Governo Bolsonaro ignorou sugestões que teriam protegido o teto de gastos
A decisão de furar o teto de gastos para bancar o novo programa social do governo acendeu a polêmica em torno da necessidade, ou não, de mudar a regra fiscal, criada para travar o crescimento dos gastos: afinal de contas, de onde o governo poderia ter cortado para garantir o Auxílio Brasil de R$ 400?
O presidente Jair Bolsonaro teve mais de um ano para fazer uma revisão das despesas e preparar um plano de cortes para bancar um benefício mais alto, mas abortou todas as iniciativas. Nesse caminho, outras investidas foram lançadas contra a regra fiscal, em um filme visto agora como a morte anunciada do teto de gastos.
Desde o início do governo, em 2019, ocorreram ao menos oito investidas para driblar o teto, segundo levantamento do Estadão/Broadcast. Sem contar outros cinco "dribles" concretizados, que deram uma "volta" no teto para ampliar gastos fora do Orçamento.

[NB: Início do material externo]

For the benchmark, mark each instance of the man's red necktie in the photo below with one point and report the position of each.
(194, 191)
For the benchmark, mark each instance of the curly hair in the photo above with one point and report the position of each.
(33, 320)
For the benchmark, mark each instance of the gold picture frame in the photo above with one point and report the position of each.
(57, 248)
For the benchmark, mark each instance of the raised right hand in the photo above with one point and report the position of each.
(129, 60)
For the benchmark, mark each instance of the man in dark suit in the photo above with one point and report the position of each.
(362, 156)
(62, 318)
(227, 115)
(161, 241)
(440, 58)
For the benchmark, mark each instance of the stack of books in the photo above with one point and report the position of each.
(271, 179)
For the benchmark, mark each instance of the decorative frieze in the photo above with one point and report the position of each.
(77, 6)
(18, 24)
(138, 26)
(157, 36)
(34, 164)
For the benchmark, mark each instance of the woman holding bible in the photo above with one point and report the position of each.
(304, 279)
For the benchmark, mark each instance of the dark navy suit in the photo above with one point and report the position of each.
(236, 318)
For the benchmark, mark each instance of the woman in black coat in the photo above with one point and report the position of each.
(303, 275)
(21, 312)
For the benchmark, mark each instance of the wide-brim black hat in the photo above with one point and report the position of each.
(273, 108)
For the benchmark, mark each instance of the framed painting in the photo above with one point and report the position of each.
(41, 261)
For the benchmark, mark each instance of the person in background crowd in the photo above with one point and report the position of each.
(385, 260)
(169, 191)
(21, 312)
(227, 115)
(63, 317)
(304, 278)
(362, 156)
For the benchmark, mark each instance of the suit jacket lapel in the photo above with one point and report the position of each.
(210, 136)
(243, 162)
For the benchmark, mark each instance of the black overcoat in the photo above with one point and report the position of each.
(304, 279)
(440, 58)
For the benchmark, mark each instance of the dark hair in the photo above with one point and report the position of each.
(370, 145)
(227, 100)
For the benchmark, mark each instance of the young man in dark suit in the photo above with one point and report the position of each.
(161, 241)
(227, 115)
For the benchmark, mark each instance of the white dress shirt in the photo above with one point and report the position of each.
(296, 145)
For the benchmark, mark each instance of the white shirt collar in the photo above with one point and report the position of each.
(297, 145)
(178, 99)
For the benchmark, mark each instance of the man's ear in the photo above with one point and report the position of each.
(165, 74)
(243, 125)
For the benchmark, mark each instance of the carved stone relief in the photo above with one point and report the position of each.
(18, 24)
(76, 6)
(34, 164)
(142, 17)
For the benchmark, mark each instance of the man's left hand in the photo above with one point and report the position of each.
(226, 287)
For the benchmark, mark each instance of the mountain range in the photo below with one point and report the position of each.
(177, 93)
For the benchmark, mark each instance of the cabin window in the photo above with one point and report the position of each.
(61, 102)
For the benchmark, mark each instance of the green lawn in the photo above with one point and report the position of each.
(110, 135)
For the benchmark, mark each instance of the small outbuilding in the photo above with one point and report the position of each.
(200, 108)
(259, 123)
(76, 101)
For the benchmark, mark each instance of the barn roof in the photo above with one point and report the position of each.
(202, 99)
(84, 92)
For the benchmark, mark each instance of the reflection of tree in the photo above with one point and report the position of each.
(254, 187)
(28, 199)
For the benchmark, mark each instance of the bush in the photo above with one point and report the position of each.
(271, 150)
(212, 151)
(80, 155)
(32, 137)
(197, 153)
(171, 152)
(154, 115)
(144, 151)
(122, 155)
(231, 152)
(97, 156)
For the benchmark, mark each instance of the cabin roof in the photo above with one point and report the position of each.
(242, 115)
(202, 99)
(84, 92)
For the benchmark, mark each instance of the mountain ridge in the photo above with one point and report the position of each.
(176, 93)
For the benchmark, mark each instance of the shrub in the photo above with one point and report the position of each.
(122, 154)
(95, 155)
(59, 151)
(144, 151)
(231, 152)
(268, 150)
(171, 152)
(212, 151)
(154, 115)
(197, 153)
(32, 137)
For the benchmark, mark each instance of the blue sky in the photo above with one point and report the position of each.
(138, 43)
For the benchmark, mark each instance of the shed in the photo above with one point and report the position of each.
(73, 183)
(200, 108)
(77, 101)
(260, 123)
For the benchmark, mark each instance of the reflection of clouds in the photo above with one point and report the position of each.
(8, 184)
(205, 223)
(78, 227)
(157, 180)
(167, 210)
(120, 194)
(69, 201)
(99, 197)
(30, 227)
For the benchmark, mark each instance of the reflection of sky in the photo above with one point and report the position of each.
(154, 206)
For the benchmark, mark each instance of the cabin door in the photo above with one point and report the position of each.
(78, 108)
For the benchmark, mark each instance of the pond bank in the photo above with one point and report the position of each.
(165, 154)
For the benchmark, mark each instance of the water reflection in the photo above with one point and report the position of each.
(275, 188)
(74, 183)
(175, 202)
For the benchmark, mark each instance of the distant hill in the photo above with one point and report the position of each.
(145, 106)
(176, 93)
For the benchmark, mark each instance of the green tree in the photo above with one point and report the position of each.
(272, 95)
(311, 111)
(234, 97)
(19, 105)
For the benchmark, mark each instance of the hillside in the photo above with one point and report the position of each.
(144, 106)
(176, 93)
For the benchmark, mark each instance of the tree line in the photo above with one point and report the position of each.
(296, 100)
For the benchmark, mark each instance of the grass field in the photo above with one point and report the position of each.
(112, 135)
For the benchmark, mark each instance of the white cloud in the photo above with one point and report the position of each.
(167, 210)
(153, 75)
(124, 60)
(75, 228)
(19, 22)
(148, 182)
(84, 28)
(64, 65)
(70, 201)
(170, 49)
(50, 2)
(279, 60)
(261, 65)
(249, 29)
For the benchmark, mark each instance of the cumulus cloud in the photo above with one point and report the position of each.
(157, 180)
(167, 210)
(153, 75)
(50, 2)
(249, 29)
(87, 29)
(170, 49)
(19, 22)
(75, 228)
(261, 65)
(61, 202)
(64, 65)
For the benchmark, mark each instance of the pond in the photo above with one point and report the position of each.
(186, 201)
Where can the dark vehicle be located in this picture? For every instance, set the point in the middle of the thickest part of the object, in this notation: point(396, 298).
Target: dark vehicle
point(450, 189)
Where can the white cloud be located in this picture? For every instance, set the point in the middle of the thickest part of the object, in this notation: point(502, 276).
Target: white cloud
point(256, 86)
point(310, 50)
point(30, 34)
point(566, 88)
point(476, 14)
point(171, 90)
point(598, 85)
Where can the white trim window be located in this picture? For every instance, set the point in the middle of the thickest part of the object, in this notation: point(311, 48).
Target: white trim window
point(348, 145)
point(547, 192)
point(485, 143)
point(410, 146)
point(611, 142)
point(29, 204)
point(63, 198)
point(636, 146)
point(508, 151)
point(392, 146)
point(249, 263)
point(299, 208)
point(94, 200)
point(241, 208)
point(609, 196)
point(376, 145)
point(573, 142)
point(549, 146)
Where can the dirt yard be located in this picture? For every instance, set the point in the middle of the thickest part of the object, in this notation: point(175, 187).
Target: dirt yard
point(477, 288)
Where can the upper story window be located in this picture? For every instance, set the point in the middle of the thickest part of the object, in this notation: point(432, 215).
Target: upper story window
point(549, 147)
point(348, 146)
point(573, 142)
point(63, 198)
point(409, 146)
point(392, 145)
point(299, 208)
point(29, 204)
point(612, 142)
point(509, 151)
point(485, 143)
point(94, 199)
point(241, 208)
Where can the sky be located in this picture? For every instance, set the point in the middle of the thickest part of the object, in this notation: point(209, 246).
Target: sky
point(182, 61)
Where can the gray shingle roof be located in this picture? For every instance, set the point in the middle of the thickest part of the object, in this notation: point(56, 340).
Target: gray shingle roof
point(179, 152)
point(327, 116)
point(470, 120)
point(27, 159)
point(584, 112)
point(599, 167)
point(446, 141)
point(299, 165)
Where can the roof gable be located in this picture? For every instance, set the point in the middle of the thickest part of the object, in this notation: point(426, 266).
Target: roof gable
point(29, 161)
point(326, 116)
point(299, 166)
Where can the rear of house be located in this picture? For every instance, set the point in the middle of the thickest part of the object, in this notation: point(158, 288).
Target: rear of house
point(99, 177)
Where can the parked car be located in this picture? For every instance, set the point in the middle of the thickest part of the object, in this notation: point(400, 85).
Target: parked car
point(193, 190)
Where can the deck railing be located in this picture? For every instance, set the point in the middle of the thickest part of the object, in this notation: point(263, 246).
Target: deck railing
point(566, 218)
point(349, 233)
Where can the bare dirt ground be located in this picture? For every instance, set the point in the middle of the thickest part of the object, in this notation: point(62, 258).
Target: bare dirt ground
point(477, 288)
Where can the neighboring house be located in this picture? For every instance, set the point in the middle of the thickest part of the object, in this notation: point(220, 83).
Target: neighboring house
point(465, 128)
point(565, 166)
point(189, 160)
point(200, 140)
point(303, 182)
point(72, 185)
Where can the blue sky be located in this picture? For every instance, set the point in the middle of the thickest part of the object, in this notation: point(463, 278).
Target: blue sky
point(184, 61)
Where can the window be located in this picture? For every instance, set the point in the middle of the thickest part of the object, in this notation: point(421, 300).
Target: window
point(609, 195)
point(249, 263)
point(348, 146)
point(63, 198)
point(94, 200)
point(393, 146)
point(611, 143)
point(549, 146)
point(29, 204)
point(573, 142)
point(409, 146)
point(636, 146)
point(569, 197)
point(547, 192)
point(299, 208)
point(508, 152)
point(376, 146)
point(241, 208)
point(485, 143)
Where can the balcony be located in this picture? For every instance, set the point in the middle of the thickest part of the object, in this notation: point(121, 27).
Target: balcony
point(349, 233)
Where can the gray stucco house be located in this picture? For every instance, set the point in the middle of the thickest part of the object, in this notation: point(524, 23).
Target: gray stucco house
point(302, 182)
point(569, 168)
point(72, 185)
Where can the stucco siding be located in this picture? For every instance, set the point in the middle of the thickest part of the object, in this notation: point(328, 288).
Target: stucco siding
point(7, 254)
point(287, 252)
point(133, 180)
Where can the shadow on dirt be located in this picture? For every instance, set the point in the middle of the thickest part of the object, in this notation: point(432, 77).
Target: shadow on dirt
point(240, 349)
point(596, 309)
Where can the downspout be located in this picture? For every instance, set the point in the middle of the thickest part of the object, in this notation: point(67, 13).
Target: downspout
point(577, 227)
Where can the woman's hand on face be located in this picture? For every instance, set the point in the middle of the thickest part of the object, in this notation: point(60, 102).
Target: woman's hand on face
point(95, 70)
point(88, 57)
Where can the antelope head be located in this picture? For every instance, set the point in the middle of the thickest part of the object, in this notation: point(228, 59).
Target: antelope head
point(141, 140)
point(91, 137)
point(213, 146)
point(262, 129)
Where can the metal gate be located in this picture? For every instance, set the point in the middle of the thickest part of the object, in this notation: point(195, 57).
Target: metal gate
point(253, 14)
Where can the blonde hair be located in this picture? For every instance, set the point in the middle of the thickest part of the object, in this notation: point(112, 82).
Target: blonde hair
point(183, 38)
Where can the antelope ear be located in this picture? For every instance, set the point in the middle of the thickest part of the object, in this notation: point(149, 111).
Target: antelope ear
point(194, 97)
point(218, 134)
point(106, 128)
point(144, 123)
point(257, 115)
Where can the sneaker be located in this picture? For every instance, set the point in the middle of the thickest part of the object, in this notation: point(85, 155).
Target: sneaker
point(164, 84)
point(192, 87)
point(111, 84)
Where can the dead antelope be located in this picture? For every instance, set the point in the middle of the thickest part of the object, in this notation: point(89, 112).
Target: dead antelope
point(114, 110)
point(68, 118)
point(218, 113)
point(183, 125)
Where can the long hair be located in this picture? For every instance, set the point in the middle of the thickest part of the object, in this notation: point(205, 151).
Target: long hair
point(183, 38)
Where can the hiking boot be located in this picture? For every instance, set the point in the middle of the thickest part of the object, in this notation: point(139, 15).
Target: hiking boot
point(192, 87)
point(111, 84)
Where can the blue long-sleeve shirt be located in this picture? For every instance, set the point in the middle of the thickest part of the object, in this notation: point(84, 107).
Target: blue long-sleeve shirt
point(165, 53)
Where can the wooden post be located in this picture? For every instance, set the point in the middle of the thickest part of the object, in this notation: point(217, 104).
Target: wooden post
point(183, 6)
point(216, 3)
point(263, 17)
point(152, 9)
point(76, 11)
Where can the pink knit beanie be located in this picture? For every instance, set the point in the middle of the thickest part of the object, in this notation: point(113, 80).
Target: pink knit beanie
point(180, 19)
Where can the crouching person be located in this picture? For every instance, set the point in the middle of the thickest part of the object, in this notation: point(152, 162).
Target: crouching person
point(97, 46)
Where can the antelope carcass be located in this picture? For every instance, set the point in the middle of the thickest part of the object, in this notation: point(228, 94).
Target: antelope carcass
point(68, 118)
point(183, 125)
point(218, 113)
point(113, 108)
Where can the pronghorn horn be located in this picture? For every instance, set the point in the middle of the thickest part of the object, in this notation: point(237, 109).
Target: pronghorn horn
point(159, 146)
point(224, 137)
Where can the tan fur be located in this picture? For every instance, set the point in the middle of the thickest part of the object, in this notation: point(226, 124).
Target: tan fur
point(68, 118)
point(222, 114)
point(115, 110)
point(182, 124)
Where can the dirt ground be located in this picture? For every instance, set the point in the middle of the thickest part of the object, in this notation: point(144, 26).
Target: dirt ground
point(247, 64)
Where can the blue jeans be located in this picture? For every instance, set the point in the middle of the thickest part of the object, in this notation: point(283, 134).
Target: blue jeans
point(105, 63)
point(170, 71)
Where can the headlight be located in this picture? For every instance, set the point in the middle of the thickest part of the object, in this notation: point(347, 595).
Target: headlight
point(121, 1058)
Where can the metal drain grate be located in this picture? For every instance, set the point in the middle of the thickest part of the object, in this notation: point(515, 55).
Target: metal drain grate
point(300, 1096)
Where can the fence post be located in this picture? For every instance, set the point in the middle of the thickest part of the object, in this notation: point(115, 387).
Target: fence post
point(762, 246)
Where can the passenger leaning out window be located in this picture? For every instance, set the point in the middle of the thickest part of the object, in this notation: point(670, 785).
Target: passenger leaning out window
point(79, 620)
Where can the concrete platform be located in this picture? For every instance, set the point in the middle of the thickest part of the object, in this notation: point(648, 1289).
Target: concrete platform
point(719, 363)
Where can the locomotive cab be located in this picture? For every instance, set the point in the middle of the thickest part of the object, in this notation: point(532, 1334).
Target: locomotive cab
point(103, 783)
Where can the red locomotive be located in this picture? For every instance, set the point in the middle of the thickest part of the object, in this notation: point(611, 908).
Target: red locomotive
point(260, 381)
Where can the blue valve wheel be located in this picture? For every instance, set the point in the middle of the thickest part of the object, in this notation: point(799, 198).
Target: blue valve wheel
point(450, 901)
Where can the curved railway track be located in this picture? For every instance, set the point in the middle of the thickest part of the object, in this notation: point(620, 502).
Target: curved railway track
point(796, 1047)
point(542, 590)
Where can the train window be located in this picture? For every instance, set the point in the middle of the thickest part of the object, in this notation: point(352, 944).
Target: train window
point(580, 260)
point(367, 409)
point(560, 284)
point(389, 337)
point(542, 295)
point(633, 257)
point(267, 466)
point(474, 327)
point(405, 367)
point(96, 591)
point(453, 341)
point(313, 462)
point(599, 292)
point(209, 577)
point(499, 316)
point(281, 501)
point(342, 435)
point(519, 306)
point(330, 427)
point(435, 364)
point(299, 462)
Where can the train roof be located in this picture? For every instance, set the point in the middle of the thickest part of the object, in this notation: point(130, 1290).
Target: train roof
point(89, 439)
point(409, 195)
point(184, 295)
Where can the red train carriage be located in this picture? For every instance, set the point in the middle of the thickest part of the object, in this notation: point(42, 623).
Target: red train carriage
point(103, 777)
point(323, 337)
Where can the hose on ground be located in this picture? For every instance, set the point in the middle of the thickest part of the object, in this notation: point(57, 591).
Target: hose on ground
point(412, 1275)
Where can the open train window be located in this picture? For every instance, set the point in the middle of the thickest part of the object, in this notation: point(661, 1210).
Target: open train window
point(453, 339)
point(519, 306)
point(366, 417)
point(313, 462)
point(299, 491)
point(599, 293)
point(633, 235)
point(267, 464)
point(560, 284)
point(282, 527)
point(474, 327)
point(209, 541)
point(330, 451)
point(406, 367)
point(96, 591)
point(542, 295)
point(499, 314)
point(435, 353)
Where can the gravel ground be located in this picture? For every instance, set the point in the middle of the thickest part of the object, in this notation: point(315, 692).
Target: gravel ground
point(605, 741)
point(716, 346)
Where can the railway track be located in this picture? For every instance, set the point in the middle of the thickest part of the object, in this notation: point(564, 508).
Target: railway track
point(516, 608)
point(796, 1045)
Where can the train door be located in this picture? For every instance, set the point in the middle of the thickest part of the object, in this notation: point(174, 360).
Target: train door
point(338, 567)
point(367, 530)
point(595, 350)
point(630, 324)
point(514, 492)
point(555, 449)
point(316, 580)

A equipe econômica já colocou na mesa do presidente propostas para revisar despesas com abono salarial (espécie de 14.º salário pago a trabalhadores com carteira assinada que ganham até dois salários mínimos), seguro-defeso (pago a pescadores artesanais na época em que a atividade é proibida), seguro-desemprego e subsídios, mas nenhuma teve apoio, nem da área política do governo, nem das lideranças do Centrão, agora interessadas no espaço maior para despesas.
Órgão de governo, o Conselho de Monitoramento e Avaliação de Políticas Públicas (CMAP) já fez recomendações para a revisão desses gastos diretos e de subsídios, como a dedução de despesas médicas no IRPF (quase R$ 20 bilhões em 2022) e a isenção de aposentadoria por moléstia grave ou acidente no IRPF (quase R$ 17 bilhões), entre outros.
A decisão política que prevaleceu, porém, foi não "cortar na própria carne" para ampliar os recursos para a área social. No caso do abono salarial, o próprio presidente vetou publicamente qualquer mudança. "Não posso tirar de pobres para dar a paupérrimos", avisou Bolsonaro, em agosto de 2020. A opção foi manter recursos para emendas parlamentares, sobretudo as de relator (destinadas a redutos de aliados sem a devida transparência), e correr o risco de furar o teto sem uma "saída organizada" da atual regra fiscal.
Técnicos do Ministério da Economia estimam que um benefício de R$ 300 seria possível sem furar o teto, levando o Orçamento do Auxílio Brasil a cerca de R$ 60 bilhões ao ano. Mas Bolsonaro rejeitou essa ideia e determinou um pagamento de R$ 400, o que demandaria corte de R$ 16 bilhões de emendas de relator e de outros R$ 10 bilhões de outras áreas. O custo para o benefício turbinado chega a R$ 87 bilhões.
"Na teoria, me parece que daria para fazer dentro do teto, sim, não fossem as emendas, os recursos para o Ministério da Defesa etc. Na prática, isso não aconteceu por causa do poder político e interesses dos envolvidos", aponta o economista João Prates Romero, da Universidade Federal de Minas Gerais (UFMG). Crítico do desenho do teto, Romero diz que uma revisão com antecedência da regra teria evitado a situação atual, dado que já se sabia que o Bolsa Família estava defasado e com fila represada.
Para a economista Laura Karpuska, professora do Insper, faltou priorização do Orçamento: a forma como foi feita a mudança no teto camuflou a discussão, como se fosse uma condição para ampliar os programas sociais. "Isso não é verdade. Poderiam fazer ajustes nas regras fiscais e, ainda assim, ter disciplina fiscal, mas não como foi feito", diz.